SAN FRANCISCO – JPMorgan Chase and at least four other financial institutions were hacked recently in a series of coordinated attacks, a federal law enforcement official told USA TODAY.
The source, who was not authorized to comment publicly, said investigators believe Russian hackers were the source of the attacks. What is less clear is whether the attacks were prompted by U.S. sanctions against the Russian government.
The sophisticated cyberattack resulted in the loss of sensitive data, Bloomberg.com said, citing security experts.
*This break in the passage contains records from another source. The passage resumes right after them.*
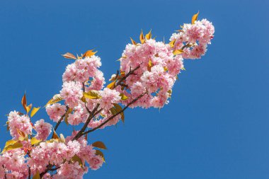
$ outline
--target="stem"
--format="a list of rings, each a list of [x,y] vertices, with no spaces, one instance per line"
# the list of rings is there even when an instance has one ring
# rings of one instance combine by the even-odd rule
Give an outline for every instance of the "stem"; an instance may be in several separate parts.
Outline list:
[[[84,135],[86,134],[92,132],[93,132],[93,131],[95,131],[95,130],[101,128],[102,126],[103,126],[104,125],[105,125],[110,120],[113,120],[115,116],[118,115],[119,114],[120,114],[121,112],[122,112],[123,111],[125,111],[127,108],[128,108],[128,107],[130,105],[132,105],[132,103],[135,103],[137,100],[139,100],[139,98],[141,98],[142,97],[143,97],[147,93],[147,92],[145,92],[145,93],[141,94],[140,96],[139,96],[137,98],[136,98],[135,99],[134,99],[133,100],[132,100],[129,104],[127,104],[122,110],[121,110],[120,111],[118,112],[117,113],[115,113],[115,115],[113,115],[113,116],[111,116],[110,117],[109,117],[106,121],[105,121],[104,122],[103,122],[102,124],[101,124],[98,127],[95,127],[95,128],[93,128],[92,129],[88,130],[88,131],[86,131],[85,132],[82,132],[81,133],[81,136],[83,136],[83,135]]]
[[[134,71],[140,68],[140,65],[138,65],[136,68],[134,68],[133,70],[130,70],[125,76],[123,76],[121,79],[120,79],[117,83],[115,85],[115,87],[113,88],[115,88],[118,85],[120,84],[121,82],[125,81],[129,76],[131,74],[133,74]],[[131,69],[131,67],[130,68]]]
[[[28,179],[31,179],[31,169],[30,166],[28,166]]]
[[[77,140],[79,139],[79,137],[81,137],[81,134],[86,130],[86,128],[87,128],[87,126],[88,125],[88,123],[90,123],[91,122],[91,120],[92,118],[93,118],[93,117],[95,116],[95,112],[97,110],[98,108],[99,107],[100,104],[98,103],[96,107],[94,108],[94,109],[93,110],[93,111],[91,112],[90,115],[88,116],[88,119],[87,119],[87,121],[85,122],[84,125],[82,127],[81,129],[79,130],[79,132],[76,134],[76,135],[73,138],[73,141],[74,140]]]

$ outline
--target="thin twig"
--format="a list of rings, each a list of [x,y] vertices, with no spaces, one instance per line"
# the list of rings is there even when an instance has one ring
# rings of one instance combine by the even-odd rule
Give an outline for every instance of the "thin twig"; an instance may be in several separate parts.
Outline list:
[[[113,115],[113,116],[111,116],[110,117],[109,117],[106,121],[105,121],[104,122],[103,122],[102,124],[101,124],[100,125],[98,125],[98,127],[94,127],[90,130],[88,130],[86,132],[82,132],[81,133],[81,136],[82,135],[84,135],[86,134],[88,134],[88,133],[90,133],[90,132],[92,132],[99,128],[101,128],[102,126],[103,126],[104,125],[105,125],[107,122],[108,122],[110,120],[111,120],[112,119],[113,119],[115,116],[118,115],[119,114],[120,114],[121,112],[122,112],[123,111],[125,111],[127,108],[128,108],[128,107],[132,105],[132,103],[135,103],[137,100],[139,100],[139,98],[141,98],[142,97],[143,97],[143,96],[144,96],[147,92],[145,92],[142,94],[141,94],[140,96],[139,96],[137,98],[136,98],[135,99],[134,99],[133,100],[132,100],[129,104],[127,104],[122,110],[121,110],[120,111],[118,112],[117,113],[115,113],[115,115]]]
Companies "of our size unfortunately experience cyberattacks nearly every day," JPMorgan spokeswoman Trish Wexler said in a statement without confirming the reports. "We have multiple layers of defense to counteract any threats and constantly monitor fraud levels."
FBI spokesman Paul Bresson said the agency is "working with the United States Secret Service to determine the scope of recently reported cyber attacks against several American financial institutions."
Hackers broke into the networks of the banks, where they siphoned data, including account information. Several security firms are conducting digital forensics of the breached computer networks, The New York Times reported.
It remains unknown whether the digital intruders were financially motivated or part of an espionage campaign.
"The ability to overcome the typical financial defense-in-depth strategy outlined by JPMorgan points to capabilities that go beyond criminal activity and are in the realm of nation state capabilities," said security expert Phil Lieberman, CEO of Lieberman Software.
A report on The Wall Street Journal's website said particulars about the incident — when it began, whom it impacted and its potential costs — were unclear.
Though there's no indication the two are linked, computer security firm Proofpoint on Aug. 21 reported a large-scale computer attack campaign targeting JP Morgan Chase customers.
The Sunnyvale, Calif.-based company reported multiple examples of a credential phishing campaign in which authentic-looking e-mails encouraged users to click a link to see a secure message from JP Morgan.
When they did, they were asked to enter their credentials. The Web page was hosted on a server in Moscow and installed a so-called Trojan-program onto their computer, allowing the attackers to compromise the user's computer
Proofpoint identified several other active campaigns that appeared to be run by the same attackers, each of which attempted to install the same Trojan software.